October 12, 2015
October 12, 2015
In the 1990s, a Maoist insurgency in Nepal sparked a civil war that raged for 10 years and killed 13,000. The war ended in 2006, but many people who survived are plagued by memories of the dead and the fighting. Psychological help for people still trying to cope is scarce in this nation.
KATHMANDU, NEPAL – More than 13,000 people died in the decade-long civil war in Nepal, when Maoist rebels fought to depose the government and establish a “People’s Republic.”
The 10-year conflict, which ended in 2006 with a peace accord, was bloody and brutal, and spread to 73 of Nepal’s 75 districts; only the rural, isolated districts of Manang and Mustang were spared.
“The economy was disturbed, development obstructed and the environment degraded,” says Bishnu Raj Upreti, executive director of the non-profit Nepal Center for Contemporary Research. “There was erosion of trust, and tension between communities.”
An estimated 1,300 people went missing, and more than 8,000 people are disabled as a result of the conflict.
Lisa Bergquist, GPJ
In addition to the serious violations and abuses of international human-rights and humanitarian law – including unlawful killing, torture, enforced disappearance, sexual violence and long-term arbitrary arrest – thousands of people were directly or indirectly affected by the conflict in other ways. Many individuals and families were displaced from their homes. There were large-scale disruptions to education, health and basic government services across the country.
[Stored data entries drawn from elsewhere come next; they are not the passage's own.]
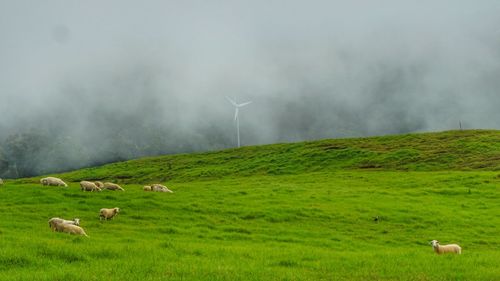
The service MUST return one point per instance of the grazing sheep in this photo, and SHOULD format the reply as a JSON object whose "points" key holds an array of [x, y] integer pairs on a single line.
{"points": [[108, 213], [450, 248], [53, 181], [54, 221], [160, 188], [70, 228], [112, 186], [88, 186]]}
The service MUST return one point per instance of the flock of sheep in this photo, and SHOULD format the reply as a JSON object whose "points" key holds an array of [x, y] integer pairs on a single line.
{"points": [[73, 226]]}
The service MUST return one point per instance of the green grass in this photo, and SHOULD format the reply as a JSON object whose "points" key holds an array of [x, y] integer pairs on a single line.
{"points": [[309, 218]]}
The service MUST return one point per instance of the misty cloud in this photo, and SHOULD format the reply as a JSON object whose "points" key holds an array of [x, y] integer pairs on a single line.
{"points": [[114, 80]]}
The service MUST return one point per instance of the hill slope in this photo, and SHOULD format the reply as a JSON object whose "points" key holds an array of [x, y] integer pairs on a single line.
{"points": [[451, 150], [231, 218]]}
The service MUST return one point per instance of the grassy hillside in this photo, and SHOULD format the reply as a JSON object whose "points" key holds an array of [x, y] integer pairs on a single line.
{"points": [[453, 150], [299, 211]]}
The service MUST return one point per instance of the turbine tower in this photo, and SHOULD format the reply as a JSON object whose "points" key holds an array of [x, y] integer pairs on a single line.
{"points": [[236, 118]]}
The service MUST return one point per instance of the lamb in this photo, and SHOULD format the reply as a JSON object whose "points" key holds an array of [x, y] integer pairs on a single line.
{"points": [[70, 228], [108, 213], [53, 181], [160, 188], [112, 186], [450, 248], [88, 186], [54, 221]]}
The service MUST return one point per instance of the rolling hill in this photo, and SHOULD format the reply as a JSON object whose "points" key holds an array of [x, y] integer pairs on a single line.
{"points": [[298, 211]]}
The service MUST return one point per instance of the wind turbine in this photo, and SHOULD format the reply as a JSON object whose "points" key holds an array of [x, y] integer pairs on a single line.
{"points": [[236, 119]]}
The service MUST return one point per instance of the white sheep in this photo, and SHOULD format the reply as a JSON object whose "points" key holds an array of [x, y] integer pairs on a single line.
{"points": [[54, 221], [70, 228], [53, 181], [450, 248], [160, 188], [89, 186], [108, 213], [112, 186]]}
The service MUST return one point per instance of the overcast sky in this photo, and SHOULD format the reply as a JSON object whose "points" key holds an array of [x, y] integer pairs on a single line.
{"points": [[313, 69]]}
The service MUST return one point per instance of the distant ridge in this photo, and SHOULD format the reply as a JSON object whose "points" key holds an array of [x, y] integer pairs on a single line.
{"points": [[449, 150]]}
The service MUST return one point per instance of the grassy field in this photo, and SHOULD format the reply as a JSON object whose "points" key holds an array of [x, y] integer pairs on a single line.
{"points": [[301, 211]]}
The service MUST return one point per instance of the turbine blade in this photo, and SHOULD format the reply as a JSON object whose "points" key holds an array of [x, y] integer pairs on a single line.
{"points": [[231, 101], [245, 103]]}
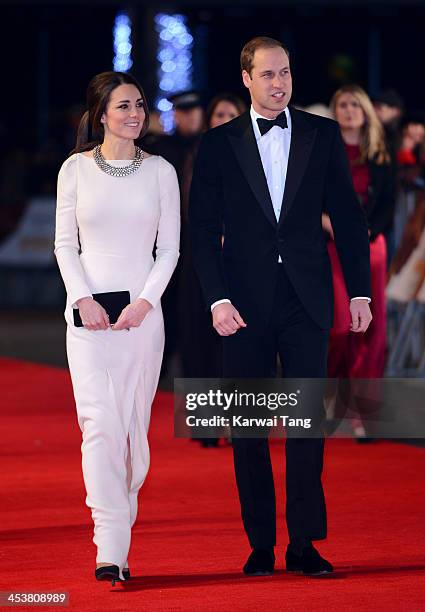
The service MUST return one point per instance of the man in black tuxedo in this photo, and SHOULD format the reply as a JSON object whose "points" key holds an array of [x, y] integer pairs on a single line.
{"points": [[266, 177]]}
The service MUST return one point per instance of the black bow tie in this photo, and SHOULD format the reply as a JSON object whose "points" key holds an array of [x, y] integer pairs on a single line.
{"points": [[266, 124]]}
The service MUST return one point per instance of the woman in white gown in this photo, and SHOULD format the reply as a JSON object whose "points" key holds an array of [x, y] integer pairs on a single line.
{"points": [[114, 203]]}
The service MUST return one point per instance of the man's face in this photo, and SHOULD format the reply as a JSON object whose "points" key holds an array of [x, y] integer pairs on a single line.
{"points": [[270, 82], [387, 113], [189, 121]]}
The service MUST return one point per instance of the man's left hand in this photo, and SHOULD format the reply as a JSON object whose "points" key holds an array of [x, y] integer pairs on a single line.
{"points": [[360, 315]]}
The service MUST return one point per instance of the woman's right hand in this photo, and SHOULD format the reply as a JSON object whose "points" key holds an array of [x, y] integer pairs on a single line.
{"points": [[93, 315]]}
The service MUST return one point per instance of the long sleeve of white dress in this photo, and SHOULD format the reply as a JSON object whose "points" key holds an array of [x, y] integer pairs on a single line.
{"points": [[168, 237], [67, 246]]}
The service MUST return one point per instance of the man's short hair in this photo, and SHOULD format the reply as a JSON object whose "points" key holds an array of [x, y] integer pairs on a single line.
{"points": [[259, 42]]}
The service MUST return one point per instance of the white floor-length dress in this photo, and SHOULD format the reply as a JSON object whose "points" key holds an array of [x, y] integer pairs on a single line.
{"points": [[106, 229]]}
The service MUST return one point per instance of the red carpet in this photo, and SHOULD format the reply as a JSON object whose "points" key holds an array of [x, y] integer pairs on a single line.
{"points": [[188, 545]]}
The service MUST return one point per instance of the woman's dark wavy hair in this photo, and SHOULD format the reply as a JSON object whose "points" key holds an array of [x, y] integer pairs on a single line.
{"points": [[90, 130]]}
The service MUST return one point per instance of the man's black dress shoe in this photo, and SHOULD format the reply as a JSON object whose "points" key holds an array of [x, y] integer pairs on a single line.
{"points": [[260, 562], [108, 572], [310, 563]]}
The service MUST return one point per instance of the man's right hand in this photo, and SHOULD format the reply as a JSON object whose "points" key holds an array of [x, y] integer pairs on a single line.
{"points": [[226, 319], [93, 315]]}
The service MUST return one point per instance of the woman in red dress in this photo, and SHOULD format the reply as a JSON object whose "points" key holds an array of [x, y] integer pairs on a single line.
{"points": [[362, 355]]}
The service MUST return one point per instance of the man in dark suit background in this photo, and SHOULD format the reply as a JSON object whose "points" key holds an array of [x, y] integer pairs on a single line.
{"points": [[266, 177]]}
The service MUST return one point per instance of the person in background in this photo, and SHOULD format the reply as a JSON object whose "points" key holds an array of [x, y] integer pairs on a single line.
{"points": [[362, 355], [390, 109], [412, 141], [200, 345], [223, 108], [176, 148]]}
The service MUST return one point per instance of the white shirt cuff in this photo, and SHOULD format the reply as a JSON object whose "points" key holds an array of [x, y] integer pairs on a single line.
{"points": [[361, 298], [225, 301]]}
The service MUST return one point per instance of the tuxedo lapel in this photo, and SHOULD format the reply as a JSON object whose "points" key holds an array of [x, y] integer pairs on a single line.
{"points": [[245, 147], [302, 141]]}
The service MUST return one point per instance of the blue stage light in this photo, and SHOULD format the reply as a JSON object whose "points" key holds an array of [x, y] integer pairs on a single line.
{"points": [[175, 62], [122, 43]]}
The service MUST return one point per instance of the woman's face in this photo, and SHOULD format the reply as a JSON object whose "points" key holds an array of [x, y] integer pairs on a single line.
{"points": [[223, 112], [124, 115], [348, 112]]}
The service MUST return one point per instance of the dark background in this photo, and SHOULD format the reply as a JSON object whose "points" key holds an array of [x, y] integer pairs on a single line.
{"points": [[50, 52]]}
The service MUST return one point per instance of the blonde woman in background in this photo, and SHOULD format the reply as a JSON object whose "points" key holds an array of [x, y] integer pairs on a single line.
{"points": [[362, 355]]}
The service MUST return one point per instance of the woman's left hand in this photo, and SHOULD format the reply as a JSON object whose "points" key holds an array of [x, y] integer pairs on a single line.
{"points": [[132, 315]]}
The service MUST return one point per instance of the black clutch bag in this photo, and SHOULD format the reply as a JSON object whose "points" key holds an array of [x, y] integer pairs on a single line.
{"points": [[112, 301]]}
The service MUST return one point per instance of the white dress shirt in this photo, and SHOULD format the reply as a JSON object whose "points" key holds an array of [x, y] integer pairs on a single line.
{"points": [[274, 152]]}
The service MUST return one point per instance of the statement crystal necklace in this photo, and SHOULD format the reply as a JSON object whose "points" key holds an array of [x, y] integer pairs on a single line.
{"points": [[118, 170]]}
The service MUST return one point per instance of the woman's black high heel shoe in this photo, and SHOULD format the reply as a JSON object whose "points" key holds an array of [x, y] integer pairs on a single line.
{"points": [[108, 572]]}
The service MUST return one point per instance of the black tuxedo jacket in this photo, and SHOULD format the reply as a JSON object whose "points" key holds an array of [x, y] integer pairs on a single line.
{"points": [[229, 195]]}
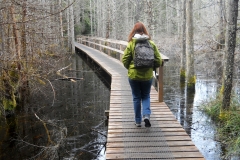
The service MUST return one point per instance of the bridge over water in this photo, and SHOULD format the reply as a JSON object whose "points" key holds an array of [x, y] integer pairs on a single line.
{"points": [[166, 139]]}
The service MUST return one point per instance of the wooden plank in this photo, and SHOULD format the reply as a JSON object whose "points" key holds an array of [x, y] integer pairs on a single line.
{"points": [[146, 142], [152, 149], [156, 155]]}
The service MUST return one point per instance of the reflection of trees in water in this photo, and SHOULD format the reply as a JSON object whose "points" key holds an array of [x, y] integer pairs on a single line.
{"points": [[72, 127], [185, 105]]}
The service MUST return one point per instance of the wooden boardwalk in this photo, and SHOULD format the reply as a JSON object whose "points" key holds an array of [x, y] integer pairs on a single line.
{"points": [[166, 139]]}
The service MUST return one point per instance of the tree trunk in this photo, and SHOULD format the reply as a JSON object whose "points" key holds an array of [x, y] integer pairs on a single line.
{"points": [[221, 37], [183, 54], [72, 27], [191, 79], [230, 49], [15, 32], [60, 18]]}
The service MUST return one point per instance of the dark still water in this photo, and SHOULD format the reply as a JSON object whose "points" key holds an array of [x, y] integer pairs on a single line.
{"points": [[65, 121], [187, 106]]}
Economic hardships were exacerbated by the conflict, and instability and a climate of fear were widespread, according to a report on the Nepal conflict by the United Nations Office of the High Commissioner for Human Rights published in October 2012.
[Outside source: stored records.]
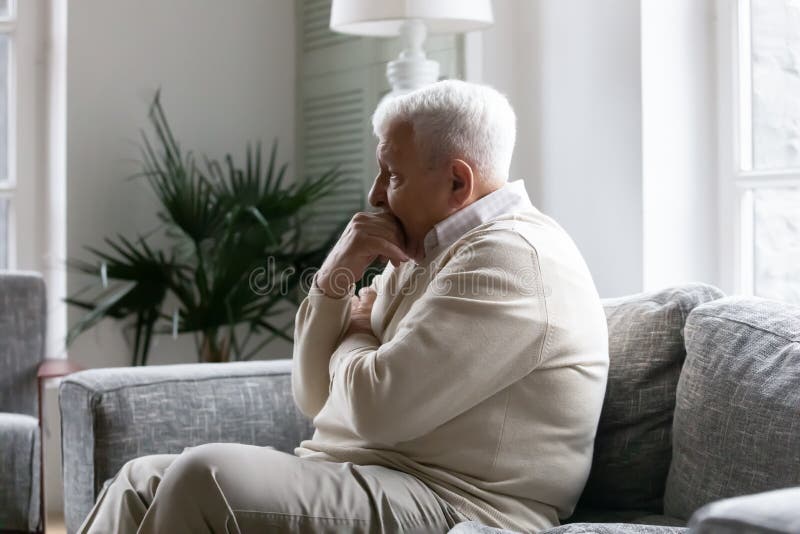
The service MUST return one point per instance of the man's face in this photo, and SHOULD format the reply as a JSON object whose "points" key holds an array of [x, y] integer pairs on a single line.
{"points": [[407, 188]]}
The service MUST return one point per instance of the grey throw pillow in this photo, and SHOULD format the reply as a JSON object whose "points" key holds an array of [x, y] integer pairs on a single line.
{"points": [[737, 418], [633, 444]]}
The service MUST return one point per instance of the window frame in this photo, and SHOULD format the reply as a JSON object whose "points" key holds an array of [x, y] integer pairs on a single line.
{"points": [[8, 187], [737, 177]]}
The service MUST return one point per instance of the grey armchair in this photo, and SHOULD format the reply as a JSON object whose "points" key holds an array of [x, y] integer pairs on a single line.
{"points": [[22, 337]]}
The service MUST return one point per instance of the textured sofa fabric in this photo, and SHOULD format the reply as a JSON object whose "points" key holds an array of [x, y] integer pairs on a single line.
{"points": [[633, 443], [23, 318], [110, 416], [22, 336], [737, 418], [770, 512], [472, 527], [19, 472]]}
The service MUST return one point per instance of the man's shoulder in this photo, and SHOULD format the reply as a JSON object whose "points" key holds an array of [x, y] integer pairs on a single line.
{"points": [[521, 229]]}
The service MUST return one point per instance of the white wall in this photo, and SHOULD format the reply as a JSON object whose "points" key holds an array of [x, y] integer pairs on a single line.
{"points": [[571, 69], [227, 73], [679, 143]]}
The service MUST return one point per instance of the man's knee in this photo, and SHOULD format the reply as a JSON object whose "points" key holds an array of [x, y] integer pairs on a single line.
{"points": [[190, 472]]}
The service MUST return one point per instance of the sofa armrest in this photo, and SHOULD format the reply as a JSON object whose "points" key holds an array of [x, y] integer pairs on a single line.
{"points": [[110, 416], [770, 512]]}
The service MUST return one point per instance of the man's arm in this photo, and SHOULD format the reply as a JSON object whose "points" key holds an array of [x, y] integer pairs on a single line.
{"points": [[325, 313], [479, 327]]}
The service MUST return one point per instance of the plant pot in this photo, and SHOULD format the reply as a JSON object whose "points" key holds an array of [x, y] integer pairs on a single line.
{"points": [[215, 347]]}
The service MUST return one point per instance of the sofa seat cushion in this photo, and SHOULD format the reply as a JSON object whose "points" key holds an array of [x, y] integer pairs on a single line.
{"points": [[736, 429], [633, 444], [770, 512], [587, 515], [19, 472], [615, 528]]}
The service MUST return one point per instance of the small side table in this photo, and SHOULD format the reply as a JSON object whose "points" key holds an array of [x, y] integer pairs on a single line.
{"points": [[48, 369]]}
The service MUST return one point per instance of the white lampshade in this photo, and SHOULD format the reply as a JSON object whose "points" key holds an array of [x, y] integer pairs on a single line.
{"points": [[385, 18]]}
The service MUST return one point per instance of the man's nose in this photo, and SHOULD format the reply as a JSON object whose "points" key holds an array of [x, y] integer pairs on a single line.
{"points": [[377, 194]]}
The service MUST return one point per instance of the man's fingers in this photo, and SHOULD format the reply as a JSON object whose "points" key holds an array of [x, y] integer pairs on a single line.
{"points": [[367, 293], [388, 249]]}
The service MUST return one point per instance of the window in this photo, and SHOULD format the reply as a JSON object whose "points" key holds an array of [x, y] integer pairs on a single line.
{"points": [[760, 146], [7, 174]]}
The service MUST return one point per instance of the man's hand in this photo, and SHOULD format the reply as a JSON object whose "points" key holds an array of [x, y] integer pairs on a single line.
{"points": [[361, 311], [368, 236]]}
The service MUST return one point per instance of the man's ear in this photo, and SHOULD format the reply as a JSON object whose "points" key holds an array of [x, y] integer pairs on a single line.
{"points": [[462, 181]]}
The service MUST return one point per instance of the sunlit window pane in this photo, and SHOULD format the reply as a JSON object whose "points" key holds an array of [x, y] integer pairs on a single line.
{"points": [[3, 107], [5, 205], [776, 83], [777, 243]]}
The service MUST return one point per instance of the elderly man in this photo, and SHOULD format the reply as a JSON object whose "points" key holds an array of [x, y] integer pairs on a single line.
{"points": [[464, 384]]}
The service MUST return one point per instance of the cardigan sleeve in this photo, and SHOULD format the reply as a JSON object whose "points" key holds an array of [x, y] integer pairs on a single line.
{"points": [[319, 324], [480, 326]]}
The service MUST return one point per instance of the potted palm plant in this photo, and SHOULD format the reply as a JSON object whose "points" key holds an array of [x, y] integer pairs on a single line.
{"points": [[219, 223]]}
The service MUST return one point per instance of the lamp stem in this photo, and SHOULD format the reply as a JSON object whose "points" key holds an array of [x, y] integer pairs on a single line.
{"points": [[412, 69]]}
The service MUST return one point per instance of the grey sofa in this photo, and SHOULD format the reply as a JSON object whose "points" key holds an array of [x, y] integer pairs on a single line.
{"points": [[22, 337], [703, 404]]}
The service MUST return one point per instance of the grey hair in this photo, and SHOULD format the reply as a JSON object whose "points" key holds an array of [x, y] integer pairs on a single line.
{"points": [[456, 119]]}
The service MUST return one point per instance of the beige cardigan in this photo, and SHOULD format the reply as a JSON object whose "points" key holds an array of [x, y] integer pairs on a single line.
{"points": [[485, 377]]}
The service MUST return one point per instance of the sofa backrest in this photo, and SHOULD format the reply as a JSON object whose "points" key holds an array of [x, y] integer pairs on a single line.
{"points": [[22, 338], [737, 417], [633, 443]]}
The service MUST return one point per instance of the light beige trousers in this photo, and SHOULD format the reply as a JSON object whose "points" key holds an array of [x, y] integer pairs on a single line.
{"points": [[233, 488]]}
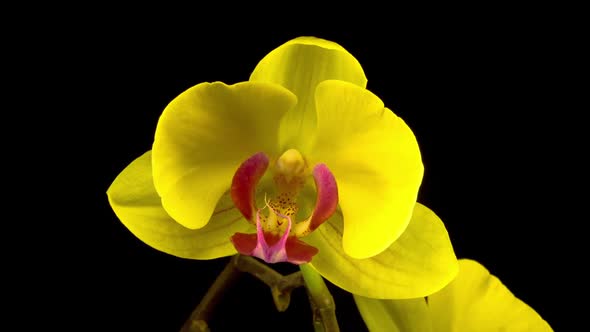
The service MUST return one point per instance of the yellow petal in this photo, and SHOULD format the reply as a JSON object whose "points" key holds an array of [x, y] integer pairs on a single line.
{"points": [[299, 65], [134, 199], [419, 263], [478, 301], [202, 137], [376, 161], [409, 315]]}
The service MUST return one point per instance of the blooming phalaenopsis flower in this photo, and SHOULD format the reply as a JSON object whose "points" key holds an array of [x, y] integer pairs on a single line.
{"points": [[299, 164]]}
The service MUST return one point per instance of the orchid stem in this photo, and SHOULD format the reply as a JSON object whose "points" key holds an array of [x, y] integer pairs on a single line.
{"points": [[322, 302], [280, 286], [197, 321]]}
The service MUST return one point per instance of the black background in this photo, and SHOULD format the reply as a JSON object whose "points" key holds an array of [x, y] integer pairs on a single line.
{"points": [[479, 94]]}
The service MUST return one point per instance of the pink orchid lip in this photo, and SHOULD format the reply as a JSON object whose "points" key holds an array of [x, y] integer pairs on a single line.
{"points": [[267, 246]]}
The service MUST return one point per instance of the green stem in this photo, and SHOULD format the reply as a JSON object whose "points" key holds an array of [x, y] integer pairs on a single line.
{"points": [[280, 286], [322, 302]]}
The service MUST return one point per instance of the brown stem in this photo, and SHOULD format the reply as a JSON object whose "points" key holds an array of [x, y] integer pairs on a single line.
{"points": [[323, 308], [197, 321], [280, 286]]}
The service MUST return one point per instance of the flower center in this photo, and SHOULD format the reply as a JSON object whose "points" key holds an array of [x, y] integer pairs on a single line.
{"points": [[276, 238], [289, 175]]}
The impact of the conflict on the mental health of Nepalese people is undeniable, according to a study published in 2012 in the British Journal of Psychiatry. The study, “Political Violence and Mental Health in Nepal,” examined the same group of people in the early years of the Maoist insurgency and after the conflict ended. It noted a 21.5 percent increase in anxiety over that time.
The study, authored by medical anthropologist and psychiatrist Brandon Kohrt and others, also found that pre- and post-conflict conditions, especially social injustices among marginalized groups, factor heavily into how well people handle the trauma of conflict.
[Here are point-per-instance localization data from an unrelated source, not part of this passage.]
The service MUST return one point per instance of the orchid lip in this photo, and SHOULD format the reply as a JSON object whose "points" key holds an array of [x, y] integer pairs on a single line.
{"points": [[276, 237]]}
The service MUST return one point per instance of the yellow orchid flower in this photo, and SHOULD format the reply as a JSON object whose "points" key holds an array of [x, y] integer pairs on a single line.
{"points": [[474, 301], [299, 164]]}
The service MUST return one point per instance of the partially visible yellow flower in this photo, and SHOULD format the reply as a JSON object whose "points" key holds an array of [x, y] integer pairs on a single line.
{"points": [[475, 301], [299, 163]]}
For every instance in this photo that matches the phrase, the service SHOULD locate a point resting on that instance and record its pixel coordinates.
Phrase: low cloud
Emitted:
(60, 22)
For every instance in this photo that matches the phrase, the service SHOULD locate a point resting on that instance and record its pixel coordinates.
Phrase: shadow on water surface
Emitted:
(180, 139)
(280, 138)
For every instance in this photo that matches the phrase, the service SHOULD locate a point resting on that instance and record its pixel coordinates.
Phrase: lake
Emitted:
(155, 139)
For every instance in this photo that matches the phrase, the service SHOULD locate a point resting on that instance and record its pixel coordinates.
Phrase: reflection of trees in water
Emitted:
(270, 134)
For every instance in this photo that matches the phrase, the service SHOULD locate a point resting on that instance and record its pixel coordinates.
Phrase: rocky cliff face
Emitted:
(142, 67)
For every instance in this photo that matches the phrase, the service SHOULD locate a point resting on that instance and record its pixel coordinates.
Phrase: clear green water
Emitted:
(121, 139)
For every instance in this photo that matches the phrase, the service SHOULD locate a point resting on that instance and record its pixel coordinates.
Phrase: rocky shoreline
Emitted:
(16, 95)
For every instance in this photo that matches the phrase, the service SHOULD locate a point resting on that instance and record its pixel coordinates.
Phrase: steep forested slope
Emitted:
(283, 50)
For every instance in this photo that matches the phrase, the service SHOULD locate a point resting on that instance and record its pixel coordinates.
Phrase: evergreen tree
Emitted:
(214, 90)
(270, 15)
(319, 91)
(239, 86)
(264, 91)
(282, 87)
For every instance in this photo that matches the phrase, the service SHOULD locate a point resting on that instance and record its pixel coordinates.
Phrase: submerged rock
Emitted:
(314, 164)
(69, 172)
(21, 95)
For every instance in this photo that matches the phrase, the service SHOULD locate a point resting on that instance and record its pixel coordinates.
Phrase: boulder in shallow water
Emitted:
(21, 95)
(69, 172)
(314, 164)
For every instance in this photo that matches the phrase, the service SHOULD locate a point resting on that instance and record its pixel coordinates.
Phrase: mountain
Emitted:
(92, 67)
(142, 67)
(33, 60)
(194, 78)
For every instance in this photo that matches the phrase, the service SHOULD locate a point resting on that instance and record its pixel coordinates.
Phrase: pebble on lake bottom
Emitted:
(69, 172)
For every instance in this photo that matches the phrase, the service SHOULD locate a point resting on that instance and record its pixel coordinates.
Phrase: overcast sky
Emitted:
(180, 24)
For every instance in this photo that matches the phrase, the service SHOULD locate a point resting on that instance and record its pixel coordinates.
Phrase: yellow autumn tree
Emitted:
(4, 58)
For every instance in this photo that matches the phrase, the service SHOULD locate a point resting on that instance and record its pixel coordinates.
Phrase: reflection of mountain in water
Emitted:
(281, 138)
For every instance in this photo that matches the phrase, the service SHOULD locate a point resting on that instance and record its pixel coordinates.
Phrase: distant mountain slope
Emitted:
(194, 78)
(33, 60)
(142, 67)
When a 7.8-magnitude earthquake hit Nepal in April, mental-health needs there increased again. (See our Earthquake in Nepal: Continuing Coverage.) Hundreds of aftershocks, some severe, forced people out of their homes and into tents for months. Some Nepalese families have yet to move back indoors for fear that their homes will collapse on them.
The Maoist insurgency and the earthquake occurred in a country with little capacity for dealing with mental-health issues. There are an estimated 0.2 psychiatrists per 100,000 people in Nepal, according to the World Health Organization’s 2014 Mental Health Atlas.
In contrast, there are about 14.63 psychiatrists per 100,000 people in the United Kingdom, according to the atlas.
There is some evidence, however, that the earthquake focused global attention on the need for mental-health care in Nepal. Mental-health specialists traveled there, alongside physicians and other medical staff, to provide care and training in the days and weeks after the earthquake. Organizations including International Medical Corps and Kohrt’s organization, HeartMind International, are addressing mental-health issues related to the earthquake as well as pre-existing conditions.